As South African pharmaceutical policy researcher Andy Gray said: “It’s truly bizarre to think that every single item in a supermarket has a barcode on it, and yet we don’t have barcodes on our medicines.” Well, yes and no. Barcoding is technically easy (though according to Bhekisisa the Serum Institute isn’t doing it for COVID-19 vaccines because they are in such a rush to get the vials filled and shipped). But however simple it is technically, implementing a nation-wide system that clocks medicines at every point in the supply chain is politically very hard to achieve. In fact, as far as I know, only one country — Turkey — has managed it, although several others, including China and the US, have tried and failed.
How did Turkey succeed? For the full story, read this interesting paper from MedsWatch colleague Koray Parmaksiz (disclosure: I’m a co-author).
To summarise, Turkey had:
- a government whose credibility was tied up with achieving universal health coverage
- a national health insurance system beset by fraud which undermined that goal
- a huge and growing market for medicines, which manufacturers were keen to access
- a generous single payer health system, which reimburses medicines against proof of sale
Together, those factors add up to a government with a strong political incentive to impose an initially expensive system on reluctant but ultimately willing producers; strong incentives for everyone within the legitimate supply chain to play ball; and no incentive for patients to buy outside of the legitimate supply chain, because they get all the medicines they need for free. Not many countries have that constellation of factors; in countries where incentives are not so neatly aligned, it’s a lot harder to ram through end-to-end barcode tracking systems.

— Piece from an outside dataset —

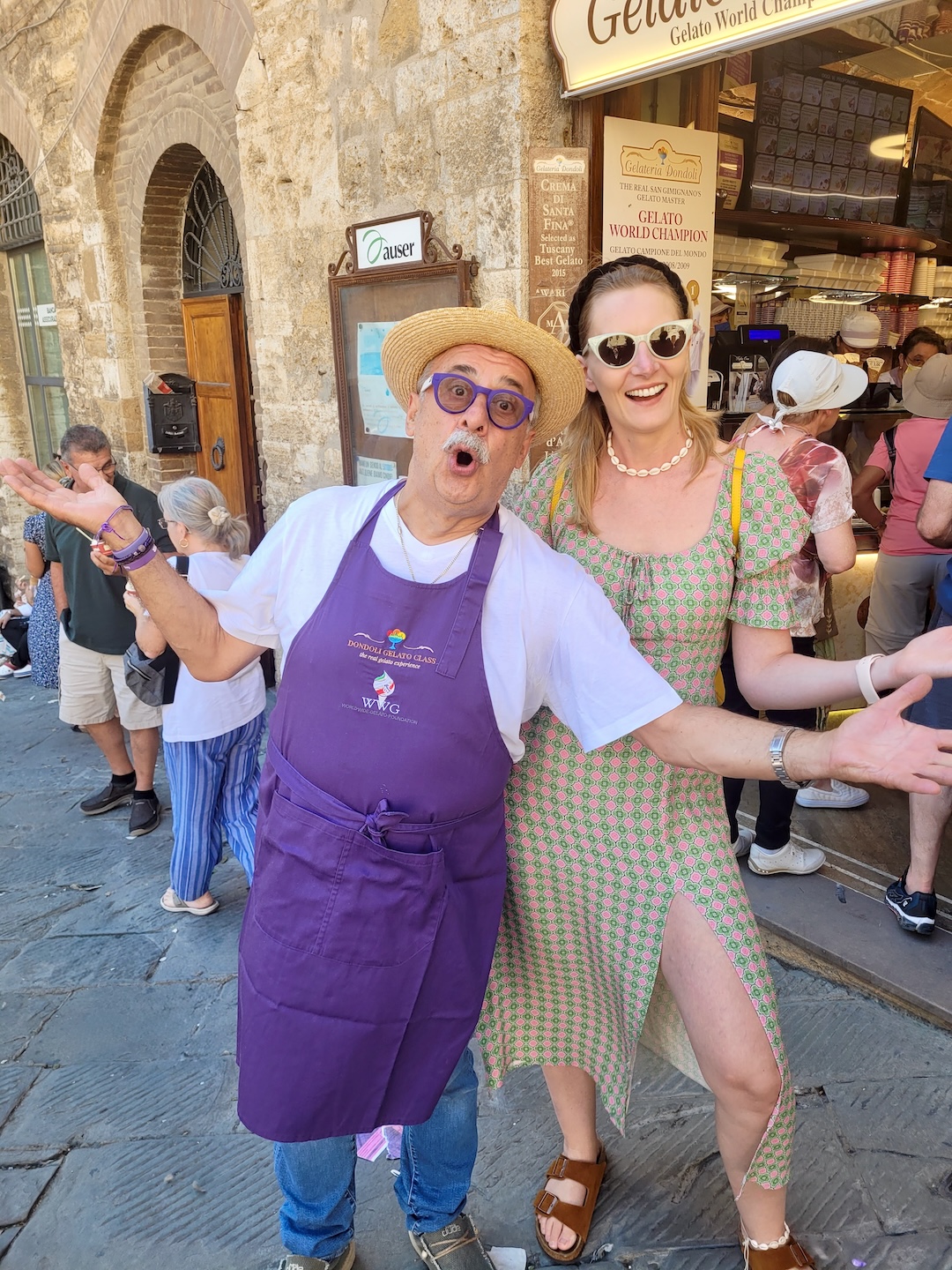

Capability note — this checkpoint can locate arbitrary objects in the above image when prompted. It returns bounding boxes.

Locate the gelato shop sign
[550,0,882,96]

Good track and trace systems have the potential to reduce (even eliminate) falsified medicine within the regulated supply chain. But they don’t garantee the quality of medicines in that supply chain at all. Substandard medicines — those that were bad when they left the factory, or that are poorly formulated or packaged so that they degrade before reaching the patient — will travel through each barcoded gateway in the supply chain quite happily, a classic case of garbage in = garbage out. And of course barcoding systems don’t protect against even falsified medicines if you buy them outside of the regulated supply chain. In countries with very poor or inequitable health financing systems, such as the United States, many people can’t afford to buy medicines from hospitals or pharmacies, and end up taking their chances on the internet. There, all bets are off.
So yes, let’s be positive about the potential that technology offers to protect against fake medicines sneaking in to the supply chain. But let’s not under-estimate the political capital needed to make that happen, or forget that you will still have to assure the quality of medicine before they ever leave the factory.